Craig Warren Rogers

10/26/1955 - 3/27/2024


Craig Rogers, exceptional in every way, shared his joie de vivre with everyone he encountered. If you’ve been to an art show in Port Townsend or visited the farmer’s market, you’ve likely met Craig Warren Rogers. A longtime resident of Jefferson County, he was omnipresent at art, music, food events, and celebrations of all kinds.

Passionate, adventurous, and persistent, Craig arrived on the planet he loved on October 26, 1955 at Hill Air Force Base in Utah accompanied by his twin brother, Kelly; he left unexpectedly but peacefully on March 27, 2024 from Tacoma, Washington, after suffering a stroke. In his child- and young adulthood, he loved making music and mischief with his brother Kelly and chatting into the night with his cousin Michael or sharing life with his sister Deidre. Gifted, but with some physical limitations from birth, with the continual love of his mother Shirae [Shirley Ray], his late father Warren, and stepfather Bill, plus other friends and family members, Craig lived not just a good life, but an extraordinary life.
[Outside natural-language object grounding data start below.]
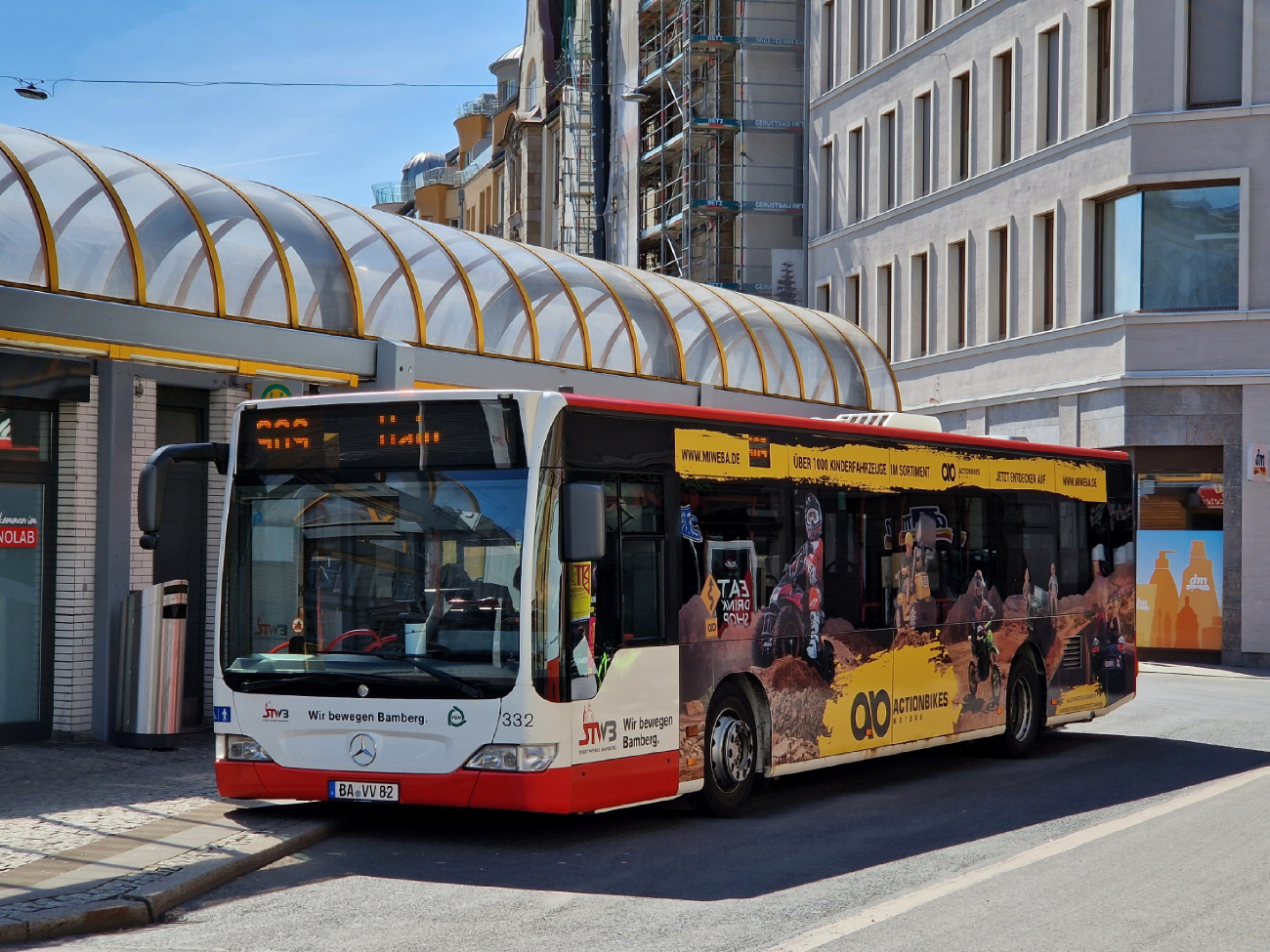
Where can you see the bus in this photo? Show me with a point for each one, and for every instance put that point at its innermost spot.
(564, 603)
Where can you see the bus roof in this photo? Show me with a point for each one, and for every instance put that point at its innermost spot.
(803, 423)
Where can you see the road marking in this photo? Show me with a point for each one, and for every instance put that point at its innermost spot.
(825, 934)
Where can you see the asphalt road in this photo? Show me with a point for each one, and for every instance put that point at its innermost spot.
(1114, 836)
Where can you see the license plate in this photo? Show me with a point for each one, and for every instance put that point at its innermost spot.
(363, 790)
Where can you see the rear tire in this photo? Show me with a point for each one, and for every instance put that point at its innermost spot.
(1025, 705)
(731, 753)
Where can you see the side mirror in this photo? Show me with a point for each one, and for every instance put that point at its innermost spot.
(582, 532)
(153, 477)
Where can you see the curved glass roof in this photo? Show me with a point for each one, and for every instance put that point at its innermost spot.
(101, 223)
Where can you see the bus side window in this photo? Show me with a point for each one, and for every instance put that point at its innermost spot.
(843, 551)
(630, 576)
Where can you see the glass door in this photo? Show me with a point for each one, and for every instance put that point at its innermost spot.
(26, 494)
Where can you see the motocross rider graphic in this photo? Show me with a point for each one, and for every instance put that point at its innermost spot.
(805, 572)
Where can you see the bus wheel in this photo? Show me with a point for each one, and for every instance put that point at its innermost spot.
(1023, 709)
(731, 752)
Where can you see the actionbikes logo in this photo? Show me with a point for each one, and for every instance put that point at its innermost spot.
(870, 715)
(921, 702)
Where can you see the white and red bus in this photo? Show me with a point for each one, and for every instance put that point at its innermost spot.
(538, 600)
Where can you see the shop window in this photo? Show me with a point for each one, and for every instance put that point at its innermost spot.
(24, 435)
(1168, 250)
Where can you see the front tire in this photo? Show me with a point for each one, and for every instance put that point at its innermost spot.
(731, 754)
(1024, 709)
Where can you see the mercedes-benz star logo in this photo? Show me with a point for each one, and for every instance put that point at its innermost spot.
(360, 748)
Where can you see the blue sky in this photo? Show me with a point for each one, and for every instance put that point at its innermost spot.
(331, 143)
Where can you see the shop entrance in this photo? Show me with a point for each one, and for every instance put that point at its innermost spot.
(26, 542)
(182, 553)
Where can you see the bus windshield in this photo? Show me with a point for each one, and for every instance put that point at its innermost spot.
(389, 583)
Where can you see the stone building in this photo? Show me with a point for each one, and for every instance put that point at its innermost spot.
(1046, 214)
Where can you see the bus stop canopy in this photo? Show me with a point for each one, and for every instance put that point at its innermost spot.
(98, 223)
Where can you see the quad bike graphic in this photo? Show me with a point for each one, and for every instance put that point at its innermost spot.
(783, 633)
(983, 664)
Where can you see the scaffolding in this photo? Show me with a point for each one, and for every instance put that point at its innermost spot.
(576, 152)
(720, 155)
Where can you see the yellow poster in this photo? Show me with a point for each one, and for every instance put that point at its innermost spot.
(1080, 480)
(722, 456)
(927, 698)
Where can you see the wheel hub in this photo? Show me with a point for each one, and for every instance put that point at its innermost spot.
(732, 750)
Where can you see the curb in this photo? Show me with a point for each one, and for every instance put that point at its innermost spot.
(148, 905)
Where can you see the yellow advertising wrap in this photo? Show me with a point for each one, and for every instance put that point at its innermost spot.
(725, 456)
(1083, 697)
(860, 714)
(926, 697)
(720, 456)
(1082, 481)
(851, 466)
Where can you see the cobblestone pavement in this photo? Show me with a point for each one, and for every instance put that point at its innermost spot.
(63, 796)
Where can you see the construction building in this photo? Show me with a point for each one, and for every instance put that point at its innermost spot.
(712, 169)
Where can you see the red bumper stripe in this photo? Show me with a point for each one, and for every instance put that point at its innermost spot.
(580, 788)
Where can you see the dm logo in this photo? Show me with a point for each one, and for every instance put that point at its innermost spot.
(275, 390)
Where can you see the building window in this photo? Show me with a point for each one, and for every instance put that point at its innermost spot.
(1048, 90)
(961, 127)
(888, 160)
(1003, 117)
(828, 45)
(921, 305)
(826, 188)
(922, 144)
(860, 32)
(1045, 265)
(856, 156)
(531, 89)
(1167, 250)
(1214, 54)
(885, 308)
(1100, 60)
(998, 277)
(957, 275)
(925, 17)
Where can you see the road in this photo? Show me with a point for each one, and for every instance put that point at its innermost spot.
(1114, 836)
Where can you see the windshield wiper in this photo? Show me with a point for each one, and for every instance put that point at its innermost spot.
(444, 677)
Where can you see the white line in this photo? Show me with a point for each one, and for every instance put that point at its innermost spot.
(825, 934)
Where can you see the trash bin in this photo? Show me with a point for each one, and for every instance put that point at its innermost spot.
(151, 667)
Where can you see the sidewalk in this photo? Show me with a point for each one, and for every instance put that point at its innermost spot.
(96, 837)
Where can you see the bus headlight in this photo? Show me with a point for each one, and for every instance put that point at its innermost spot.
(516, 758)
(237, 747)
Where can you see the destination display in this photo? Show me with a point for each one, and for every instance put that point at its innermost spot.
(710, 455)
(455, 435)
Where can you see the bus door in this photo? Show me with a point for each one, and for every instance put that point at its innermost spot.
(625, 690)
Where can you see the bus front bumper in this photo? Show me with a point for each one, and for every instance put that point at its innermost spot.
(563, 790)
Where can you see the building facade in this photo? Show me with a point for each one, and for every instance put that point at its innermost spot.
(1046, 214)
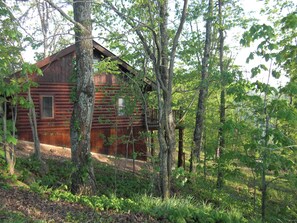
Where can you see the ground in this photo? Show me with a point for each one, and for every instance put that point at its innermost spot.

Close to his mom, sister Deidre, and his niece Serena, he mixed his resilient resolve and love of travel on many holidays and birthdays with his family. He traveled to Hawaii, Utah, Nevada, California, and beyond.  He loved nothing better than sharing a meal with friends and family. Full of endless curiosity, an avid hiker, explorer, reader, he passionately pursued creative, philosophical, and political interests, making a difference and a splash wherever he went. He was active in the People First Movement, the Jefferson County Mixed Voices Team, and held the post of Community Liaison to promote inclusion. 

Despite living with multiple physical challenges, Craig always pursued new interests to further his abilities in life, and this was especially true with his passion for art. Craig began developing his love for painting and drawing at the Gathering Place, where he learned to work with many different mediums, but he really shined working with oil pastels and paint. Painting became a way of life for Craig to express his deepest affections. “I consider myself a self-advocate and a role model, not only for people with disabilities, but also in the local art community. Although I have limited skills, I feel that I am a creative person, and that art has helped me overcome my physical pain.” Innovative and edgy with a bold and playful palette and style, Craig’s art was featured in countless local art shows and hangs on walls around the world.
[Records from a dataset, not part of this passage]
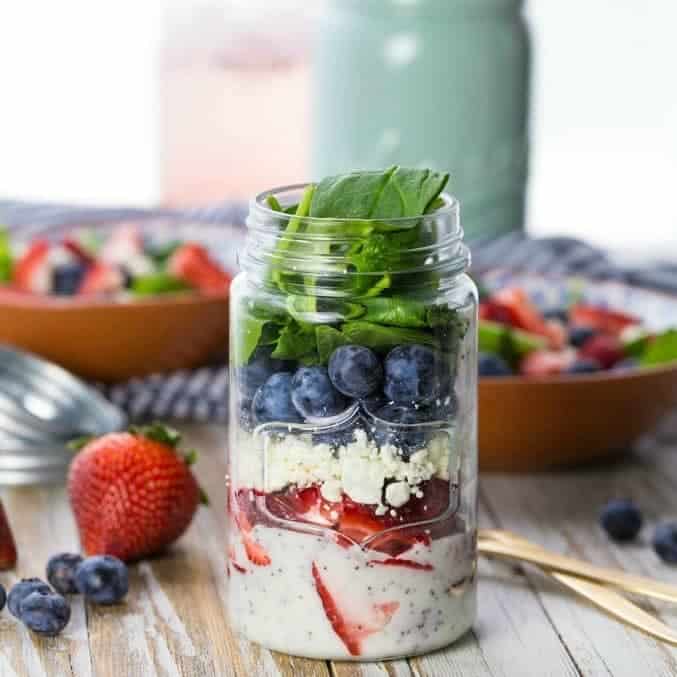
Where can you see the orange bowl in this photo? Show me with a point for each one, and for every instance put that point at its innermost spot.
(113, 341)
(530, 424)
(541, 423)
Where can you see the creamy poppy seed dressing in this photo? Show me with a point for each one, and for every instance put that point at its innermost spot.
(352, 461)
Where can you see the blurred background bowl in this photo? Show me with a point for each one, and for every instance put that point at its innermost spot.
(536, 424)
(112, 341)
(528, 424)
(115, 340)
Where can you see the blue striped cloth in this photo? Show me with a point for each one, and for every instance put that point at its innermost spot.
(202, 395)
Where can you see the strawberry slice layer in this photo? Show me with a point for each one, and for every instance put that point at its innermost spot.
(349, 631)
(256, 553)
(406, 563)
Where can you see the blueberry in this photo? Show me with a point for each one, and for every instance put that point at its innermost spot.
(489, 364)
(559, 314)
(22, 589)
(413, 374)
(407, 440)
(272, 401)
(621, 519)
(67, 277)
(102, 579)
(45, 613)
(245, 415)
(314, 395)
(260, 368)
(584, 365)
(579, 335)
(355, 371)
(61, 572)
(665, 542)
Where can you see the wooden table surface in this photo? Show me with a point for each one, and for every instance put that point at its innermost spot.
(173, 623)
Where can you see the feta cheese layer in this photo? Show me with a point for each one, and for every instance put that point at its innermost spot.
(361, 469)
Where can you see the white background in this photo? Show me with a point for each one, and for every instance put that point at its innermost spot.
(80, 111)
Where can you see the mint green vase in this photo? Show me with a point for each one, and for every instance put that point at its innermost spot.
(438, 83)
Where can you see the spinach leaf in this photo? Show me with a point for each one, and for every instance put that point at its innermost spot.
(393, 193)
(259, 324)
(381, 338)
(6, 262)
(297, 342)
(661, 350)
(396, 311)
(328, 340)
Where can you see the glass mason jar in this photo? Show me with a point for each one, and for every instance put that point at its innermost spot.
(432, 83)
(352, 469)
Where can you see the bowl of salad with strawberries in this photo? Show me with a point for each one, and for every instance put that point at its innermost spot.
(570, 369)
(116, 300)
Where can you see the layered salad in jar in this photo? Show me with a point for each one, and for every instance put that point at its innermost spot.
(352, 459)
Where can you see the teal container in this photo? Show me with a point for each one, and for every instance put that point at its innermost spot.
(435, 83)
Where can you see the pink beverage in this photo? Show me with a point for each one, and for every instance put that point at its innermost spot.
(235, 102)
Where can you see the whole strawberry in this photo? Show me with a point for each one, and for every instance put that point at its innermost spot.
(132, 493)
(7, 546)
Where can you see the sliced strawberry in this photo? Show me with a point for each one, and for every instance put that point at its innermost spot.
(32, 272)
(256, 553)
(396, 562)
(306, 505)
(232, 556)
(513, 306)
(546, 362)
(602, 319)
(191, 262)
(102, 278)
(350, 632)
(7, 545)
(605, 348)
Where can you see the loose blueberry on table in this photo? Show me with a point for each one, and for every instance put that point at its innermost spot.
(621, 519)
(103, 579)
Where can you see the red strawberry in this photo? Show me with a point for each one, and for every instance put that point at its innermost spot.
(80, 253)
(602, 319)
(192, 264)
(514, 307)
(605, 348)
(546, 362)
(125, 242)
(102, 278)
(32, 272)
(132, 493)
(351, 632)
(245, 516)
(305, 505)
(7, 546)
(396, 562)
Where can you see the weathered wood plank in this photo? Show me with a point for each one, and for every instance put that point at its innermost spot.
(531, 505)
(513, 635)
(384, 669)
Craig will be deeply missed by the friends and family he has left behind. His life will be celebrated at a memorial service at the Jefferson County Fairgrounds on Sunday, April 7th, at 4PM.

In lieu of flowers, the family welcomes donations to the Gathering Place, in hopes of continuing the wonderful opportunities this facility provides to residents living with disabilities.

Craig is survived by his mother, Shirae Curd, his step-father Bill Curd; his sister Deidre Berg, and niece, Serena Hinds and husband Stephen, plus many devoted friends and relatives. A number of beloved relatives predeceased Craig, including His father Warren Rogers, and brother Kelly Rogers.